Переходя к гармонии народной песни, мы прежде всего должны установить, что, собственно, мы понимаем под этими словами. Гармония народной песни? Но выше было уже сказано, что все народные песни были задуманы и пелись без гармонии и только наш современный слух, не представляющий себе мелодии без аккордов, прибавляет к мелодии гармонию, гармонизирует ее. Поэтому с первого взгляда можно было бы сказать, что гармония народной песни есть результат современного, а не народного творчества. И однако это не так. Дело в том, что далеко не всякая гармония, даже из допускаемых слухом вообще, подходит эстетически к тому или другому виду мелодии. Мелодия в значительной мере влияет на гармонию; характер и тип первой определяет весьма точно тип и характер второй. Другими словами, только та гармония эстетически возможна, то есть правильно поясняет и истолковывает мелодию, которая отвечает складу, характеру и духу гармонизируемой мелодии. Таким образом, гармонизация народной песни вовсе не есть акт произвола, потому что мелодия песни властно предрешает все свойства и все особенности позднейшей своей гармонизации. Вот в каком смысле мы говорим о народной гармонии.

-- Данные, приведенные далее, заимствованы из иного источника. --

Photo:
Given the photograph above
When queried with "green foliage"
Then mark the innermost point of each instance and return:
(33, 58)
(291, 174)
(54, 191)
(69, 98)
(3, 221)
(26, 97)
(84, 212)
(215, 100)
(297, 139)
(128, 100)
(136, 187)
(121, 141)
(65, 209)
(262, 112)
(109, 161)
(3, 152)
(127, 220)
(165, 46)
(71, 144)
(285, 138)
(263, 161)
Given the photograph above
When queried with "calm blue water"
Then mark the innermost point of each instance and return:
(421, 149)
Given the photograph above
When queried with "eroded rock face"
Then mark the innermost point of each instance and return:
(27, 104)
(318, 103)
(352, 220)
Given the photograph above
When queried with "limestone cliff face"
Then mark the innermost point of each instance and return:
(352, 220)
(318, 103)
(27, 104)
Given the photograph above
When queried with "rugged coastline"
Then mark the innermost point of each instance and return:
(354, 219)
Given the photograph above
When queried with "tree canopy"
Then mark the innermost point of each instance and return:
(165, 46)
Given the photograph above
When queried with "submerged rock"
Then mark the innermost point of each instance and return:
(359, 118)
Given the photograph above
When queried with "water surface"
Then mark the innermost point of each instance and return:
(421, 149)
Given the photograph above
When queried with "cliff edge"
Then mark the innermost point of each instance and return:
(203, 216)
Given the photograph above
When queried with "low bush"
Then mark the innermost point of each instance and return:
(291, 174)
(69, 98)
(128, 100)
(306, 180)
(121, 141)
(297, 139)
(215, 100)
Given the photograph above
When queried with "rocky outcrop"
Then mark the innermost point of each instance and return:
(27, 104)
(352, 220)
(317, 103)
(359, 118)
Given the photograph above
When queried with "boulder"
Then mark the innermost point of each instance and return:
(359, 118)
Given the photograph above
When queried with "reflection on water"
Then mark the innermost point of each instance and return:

Каковы же особенности гармонии народной песни?
Вся масса известных в музыке аккордов может быть разделена на две крупные категории: консонансы и диссонансы. (Примером первых могут служить терция и квинта – отдельно или вместе взятые; если же к терции и квинте, вместе взятым, мы прибавим еще септиму, то есть седьмой от баса тон, то получится аккорд второй категории, то есть диссонанс). Консонансы производят на наш слух, говоря вообще, впечатление покоя; их можно повторять, выдерживать долго, и слух охотно на них останавливается; словом сказать, аккорды эти отражают душевное равновесие человека. Диссонансы, напротив, производят впечатление тревоги, волнуют и беспокоят слух. В противоположность консонансам они являются отрицанием покоя; они воплощают настроение порыва, движения, страсти и, как всякая страсть, не могут продолжаться долго и непременно должны смениться состоянием покоя, то есть консонансом. Вот почему, между прочим, и в современной музыке диссонанс почти никогда не заключает пьесы, – в конце непременно нужен консонанс.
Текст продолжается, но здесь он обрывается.